0

I need to write a generic function for "find and replace in R". How can I write a function that takes the following inputs

  • A CSV file (or data frame)
  • A string to find, for example "name@email.com"
  • A string the replace the found string with, for example "medium"

and rewrites the CSV file/data frame so that all the found strings are replaced with the replacement string?

histelheim
  • 4,938
  • 6
  • 33
  • 63
  • what have you tried? is it the exact string or a partial match? e.g. do I replace "the email is name@email.com" with "the email is medium"? Do you have to do this in R? the command line tool `sed` is the best thing I can think of for doing what you're asking. – Justin Oct 10 '12 at 22:27

2 Answers2

8

Here's a quick function to do the job:

library(stringr)

replace_all <- function(df, pattern, replacement) {
  char <- vapply(df, function(x) is.factor(x) || is.character(x), logical(1))
  df[char] <- lapply(df[char], str_replace_all, pattern, replacement)  
  df
}

replace_all(iris, "setosa", "barbosa")

Basically, it identifies all the variables in the data frame that are characters or factors, and then applies str_replace_all to each column. Pattern should be a regular expression, but if you want to match a fixed string, you can do (e.g.)

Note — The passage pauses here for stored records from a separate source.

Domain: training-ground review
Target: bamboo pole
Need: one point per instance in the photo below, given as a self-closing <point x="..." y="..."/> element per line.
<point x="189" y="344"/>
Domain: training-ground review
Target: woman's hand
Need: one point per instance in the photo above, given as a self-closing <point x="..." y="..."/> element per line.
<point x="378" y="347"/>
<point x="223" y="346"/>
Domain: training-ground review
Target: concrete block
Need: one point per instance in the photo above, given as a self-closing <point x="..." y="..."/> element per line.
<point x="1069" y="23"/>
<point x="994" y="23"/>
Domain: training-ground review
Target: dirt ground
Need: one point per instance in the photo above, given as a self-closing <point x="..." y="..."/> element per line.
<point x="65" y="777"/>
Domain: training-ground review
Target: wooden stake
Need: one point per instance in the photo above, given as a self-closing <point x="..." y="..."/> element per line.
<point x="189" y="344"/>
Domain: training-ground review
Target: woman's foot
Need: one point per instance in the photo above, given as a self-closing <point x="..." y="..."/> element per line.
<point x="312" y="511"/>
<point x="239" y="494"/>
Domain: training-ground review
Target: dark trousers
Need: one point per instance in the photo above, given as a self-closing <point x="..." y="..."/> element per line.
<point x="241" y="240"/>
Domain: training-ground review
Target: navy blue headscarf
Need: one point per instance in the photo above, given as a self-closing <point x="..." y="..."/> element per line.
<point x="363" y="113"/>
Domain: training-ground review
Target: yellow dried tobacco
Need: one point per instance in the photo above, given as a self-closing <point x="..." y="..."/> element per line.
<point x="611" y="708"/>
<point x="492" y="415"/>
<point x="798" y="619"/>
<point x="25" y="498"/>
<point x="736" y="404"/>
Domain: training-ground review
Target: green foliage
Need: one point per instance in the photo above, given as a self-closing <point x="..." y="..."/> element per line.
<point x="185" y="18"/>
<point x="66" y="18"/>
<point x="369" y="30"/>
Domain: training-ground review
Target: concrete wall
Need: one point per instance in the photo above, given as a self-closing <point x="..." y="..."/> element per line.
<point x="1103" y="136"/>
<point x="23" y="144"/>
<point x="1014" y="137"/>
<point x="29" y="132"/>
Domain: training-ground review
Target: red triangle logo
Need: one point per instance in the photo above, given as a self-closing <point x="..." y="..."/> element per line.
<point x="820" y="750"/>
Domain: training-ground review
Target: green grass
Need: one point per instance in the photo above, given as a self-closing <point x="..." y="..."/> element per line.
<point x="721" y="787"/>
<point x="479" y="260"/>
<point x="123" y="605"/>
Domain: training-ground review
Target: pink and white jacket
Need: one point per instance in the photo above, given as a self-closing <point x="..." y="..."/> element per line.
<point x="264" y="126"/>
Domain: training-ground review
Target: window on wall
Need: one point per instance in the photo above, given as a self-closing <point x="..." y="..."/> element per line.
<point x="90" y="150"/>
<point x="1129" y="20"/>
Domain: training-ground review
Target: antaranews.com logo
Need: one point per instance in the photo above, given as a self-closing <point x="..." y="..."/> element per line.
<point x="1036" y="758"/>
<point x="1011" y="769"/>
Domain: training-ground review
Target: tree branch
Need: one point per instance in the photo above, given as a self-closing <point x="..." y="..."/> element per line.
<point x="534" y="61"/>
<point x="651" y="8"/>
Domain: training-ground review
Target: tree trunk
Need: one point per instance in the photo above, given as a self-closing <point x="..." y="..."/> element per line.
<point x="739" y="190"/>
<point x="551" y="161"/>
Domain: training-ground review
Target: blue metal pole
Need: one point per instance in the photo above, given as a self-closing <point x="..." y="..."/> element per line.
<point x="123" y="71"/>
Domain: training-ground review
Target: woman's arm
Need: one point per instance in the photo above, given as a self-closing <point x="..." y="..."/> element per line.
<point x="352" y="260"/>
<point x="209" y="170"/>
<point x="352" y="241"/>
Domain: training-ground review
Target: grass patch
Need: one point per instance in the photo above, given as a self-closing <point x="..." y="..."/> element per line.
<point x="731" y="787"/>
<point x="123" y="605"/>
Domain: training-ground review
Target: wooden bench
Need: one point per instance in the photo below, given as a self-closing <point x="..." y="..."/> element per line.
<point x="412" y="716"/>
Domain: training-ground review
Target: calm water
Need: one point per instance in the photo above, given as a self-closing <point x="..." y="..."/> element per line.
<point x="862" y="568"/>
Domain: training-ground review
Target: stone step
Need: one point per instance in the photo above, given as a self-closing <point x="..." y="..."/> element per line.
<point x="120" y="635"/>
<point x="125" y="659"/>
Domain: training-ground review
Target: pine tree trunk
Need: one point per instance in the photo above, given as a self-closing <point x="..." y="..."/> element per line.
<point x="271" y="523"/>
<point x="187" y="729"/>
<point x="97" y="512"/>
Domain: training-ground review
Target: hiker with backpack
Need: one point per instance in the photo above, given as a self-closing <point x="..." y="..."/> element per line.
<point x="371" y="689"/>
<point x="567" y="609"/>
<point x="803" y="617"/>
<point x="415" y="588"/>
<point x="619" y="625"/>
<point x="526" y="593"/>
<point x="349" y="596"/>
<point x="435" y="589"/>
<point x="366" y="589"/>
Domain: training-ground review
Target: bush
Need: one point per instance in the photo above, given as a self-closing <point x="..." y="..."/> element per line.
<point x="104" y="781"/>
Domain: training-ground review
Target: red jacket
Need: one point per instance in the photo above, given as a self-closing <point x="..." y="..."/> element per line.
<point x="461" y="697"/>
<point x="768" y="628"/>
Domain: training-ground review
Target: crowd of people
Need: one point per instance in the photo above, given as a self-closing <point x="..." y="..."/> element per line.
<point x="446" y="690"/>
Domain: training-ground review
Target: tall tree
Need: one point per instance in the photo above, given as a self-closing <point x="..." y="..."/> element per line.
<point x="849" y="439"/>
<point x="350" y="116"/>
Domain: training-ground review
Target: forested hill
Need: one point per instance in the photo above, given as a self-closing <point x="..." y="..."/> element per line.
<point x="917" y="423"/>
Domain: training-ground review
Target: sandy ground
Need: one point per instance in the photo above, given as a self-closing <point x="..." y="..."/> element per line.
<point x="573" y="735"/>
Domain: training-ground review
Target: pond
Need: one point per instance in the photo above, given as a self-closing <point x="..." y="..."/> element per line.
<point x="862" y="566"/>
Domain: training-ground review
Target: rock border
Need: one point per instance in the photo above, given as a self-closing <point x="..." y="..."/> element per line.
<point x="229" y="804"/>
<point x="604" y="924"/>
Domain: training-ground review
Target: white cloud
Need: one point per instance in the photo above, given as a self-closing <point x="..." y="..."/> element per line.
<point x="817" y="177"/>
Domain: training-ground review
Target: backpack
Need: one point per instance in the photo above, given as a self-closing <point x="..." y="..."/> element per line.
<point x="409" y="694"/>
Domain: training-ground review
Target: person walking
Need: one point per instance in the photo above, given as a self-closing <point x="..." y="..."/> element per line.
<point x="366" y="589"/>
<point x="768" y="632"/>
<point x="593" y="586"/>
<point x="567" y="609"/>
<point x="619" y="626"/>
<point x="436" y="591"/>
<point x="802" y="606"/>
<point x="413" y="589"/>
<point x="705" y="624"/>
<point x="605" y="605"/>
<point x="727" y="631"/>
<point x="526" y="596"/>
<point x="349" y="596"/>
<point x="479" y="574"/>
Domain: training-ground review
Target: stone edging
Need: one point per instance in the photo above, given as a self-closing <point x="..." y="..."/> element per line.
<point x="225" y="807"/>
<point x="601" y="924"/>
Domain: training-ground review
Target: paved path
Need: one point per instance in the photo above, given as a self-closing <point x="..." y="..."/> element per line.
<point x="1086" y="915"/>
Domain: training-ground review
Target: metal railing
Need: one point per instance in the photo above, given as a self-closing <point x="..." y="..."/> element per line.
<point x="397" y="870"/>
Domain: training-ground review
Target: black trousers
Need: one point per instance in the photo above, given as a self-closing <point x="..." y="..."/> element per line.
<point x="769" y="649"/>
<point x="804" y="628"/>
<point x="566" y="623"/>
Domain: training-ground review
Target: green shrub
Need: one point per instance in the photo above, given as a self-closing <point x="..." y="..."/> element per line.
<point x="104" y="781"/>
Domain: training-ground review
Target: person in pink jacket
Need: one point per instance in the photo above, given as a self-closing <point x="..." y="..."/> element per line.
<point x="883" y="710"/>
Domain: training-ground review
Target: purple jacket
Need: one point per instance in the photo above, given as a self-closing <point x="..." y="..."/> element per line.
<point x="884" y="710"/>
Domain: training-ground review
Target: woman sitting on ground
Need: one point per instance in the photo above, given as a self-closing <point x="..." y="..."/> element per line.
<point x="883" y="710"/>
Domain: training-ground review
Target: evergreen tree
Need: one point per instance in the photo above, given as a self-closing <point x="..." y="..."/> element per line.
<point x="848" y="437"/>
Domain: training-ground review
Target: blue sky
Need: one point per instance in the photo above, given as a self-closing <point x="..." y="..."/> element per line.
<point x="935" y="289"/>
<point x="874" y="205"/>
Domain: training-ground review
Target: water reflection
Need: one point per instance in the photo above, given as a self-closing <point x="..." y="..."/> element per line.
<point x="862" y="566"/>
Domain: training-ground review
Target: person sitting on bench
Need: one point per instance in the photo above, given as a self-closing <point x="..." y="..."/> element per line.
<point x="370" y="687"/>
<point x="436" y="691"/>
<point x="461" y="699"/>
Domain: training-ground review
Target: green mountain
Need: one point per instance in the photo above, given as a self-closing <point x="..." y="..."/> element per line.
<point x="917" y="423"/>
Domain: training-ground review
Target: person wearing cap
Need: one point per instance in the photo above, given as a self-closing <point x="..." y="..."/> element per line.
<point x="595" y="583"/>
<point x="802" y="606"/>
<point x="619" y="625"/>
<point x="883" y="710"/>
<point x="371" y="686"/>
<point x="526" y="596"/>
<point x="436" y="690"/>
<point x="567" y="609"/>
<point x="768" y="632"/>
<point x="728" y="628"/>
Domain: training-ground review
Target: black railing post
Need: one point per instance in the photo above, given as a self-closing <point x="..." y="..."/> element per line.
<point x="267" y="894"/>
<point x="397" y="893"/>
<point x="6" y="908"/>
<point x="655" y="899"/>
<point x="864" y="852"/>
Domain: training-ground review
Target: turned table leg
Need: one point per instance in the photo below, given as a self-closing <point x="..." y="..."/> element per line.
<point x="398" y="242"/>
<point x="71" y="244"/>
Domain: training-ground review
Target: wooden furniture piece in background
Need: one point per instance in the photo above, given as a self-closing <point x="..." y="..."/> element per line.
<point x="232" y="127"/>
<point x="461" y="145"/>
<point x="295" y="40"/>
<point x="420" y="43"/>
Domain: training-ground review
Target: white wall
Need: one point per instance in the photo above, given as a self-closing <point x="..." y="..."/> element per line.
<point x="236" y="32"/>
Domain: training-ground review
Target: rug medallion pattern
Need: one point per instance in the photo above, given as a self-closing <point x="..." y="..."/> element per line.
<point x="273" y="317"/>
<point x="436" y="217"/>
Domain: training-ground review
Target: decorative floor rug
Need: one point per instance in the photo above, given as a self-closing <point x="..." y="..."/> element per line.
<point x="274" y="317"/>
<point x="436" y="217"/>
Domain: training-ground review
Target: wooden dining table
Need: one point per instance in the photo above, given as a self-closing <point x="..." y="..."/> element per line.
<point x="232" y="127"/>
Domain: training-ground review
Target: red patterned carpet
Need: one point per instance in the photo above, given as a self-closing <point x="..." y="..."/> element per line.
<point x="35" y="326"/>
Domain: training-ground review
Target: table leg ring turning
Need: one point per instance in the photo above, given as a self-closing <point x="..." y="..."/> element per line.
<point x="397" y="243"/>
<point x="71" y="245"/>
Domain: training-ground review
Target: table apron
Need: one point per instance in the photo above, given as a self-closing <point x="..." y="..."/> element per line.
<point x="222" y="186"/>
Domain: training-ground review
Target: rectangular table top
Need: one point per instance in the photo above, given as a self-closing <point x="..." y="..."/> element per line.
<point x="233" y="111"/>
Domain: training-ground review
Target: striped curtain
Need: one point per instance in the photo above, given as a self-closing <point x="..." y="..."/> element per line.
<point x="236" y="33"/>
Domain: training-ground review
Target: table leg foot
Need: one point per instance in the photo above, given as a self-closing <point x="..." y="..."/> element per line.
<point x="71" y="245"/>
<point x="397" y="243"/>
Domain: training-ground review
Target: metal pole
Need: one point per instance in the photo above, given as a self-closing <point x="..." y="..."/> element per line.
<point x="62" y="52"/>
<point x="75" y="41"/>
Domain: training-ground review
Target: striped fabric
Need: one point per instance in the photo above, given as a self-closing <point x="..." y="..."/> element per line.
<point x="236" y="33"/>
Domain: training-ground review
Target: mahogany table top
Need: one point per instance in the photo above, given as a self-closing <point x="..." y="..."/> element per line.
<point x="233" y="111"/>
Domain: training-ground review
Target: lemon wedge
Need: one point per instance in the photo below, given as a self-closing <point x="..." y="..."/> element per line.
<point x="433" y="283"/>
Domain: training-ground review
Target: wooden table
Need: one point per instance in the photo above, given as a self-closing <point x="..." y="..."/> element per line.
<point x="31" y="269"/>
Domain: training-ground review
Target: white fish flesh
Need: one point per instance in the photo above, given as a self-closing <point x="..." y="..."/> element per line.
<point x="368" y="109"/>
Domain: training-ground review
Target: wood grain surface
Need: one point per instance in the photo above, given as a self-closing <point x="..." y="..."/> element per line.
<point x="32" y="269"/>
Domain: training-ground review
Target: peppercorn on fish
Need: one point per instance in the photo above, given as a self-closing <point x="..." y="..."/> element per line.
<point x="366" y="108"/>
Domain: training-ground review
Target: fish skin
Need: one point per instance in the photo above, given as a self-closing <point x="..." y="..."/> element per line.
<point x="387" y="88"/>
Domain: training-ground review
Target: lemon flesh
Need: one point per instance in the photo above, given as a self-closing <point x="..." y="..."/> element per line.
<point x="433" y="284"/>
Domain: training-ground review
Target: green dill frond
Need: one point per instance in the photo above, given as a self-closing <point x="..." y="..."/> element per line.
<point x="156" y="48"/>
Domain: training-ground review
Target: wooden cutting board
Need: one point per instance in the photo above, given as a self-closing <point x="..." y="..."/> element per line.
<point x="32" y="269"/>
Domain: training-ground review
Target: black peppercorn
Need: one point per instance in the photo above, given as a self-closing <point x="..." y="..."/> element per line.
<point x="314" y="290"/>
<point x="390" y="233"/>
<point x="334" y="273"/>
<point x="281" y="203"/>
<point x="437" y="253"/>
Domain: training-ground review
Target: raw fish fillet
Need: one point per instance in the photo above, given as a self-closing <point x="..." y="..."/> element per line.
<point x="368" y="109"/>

replace_all(iris, fixed("setosa"), "barbosa")
hadley
  • 102,019
  • 32
  • 183
  • 245
1

The solution below will work for "exact" matches:

dat <- data.frame(a=letters[1:10], y=letters[10:1]) 
apply(dat, 2, function(v, foo, bar) {v[v==foo]=bar;return(v)}, foo='a', bar='baz')

However, this won't replace strings that contain a 1. It will also have many edge cases that won't work the way you might expect.

As I mentioned in my comment, the command line tool sed is ideally suited for this kind of operation.

Justin
  • 42,475
  • 9
  • 93
  • 111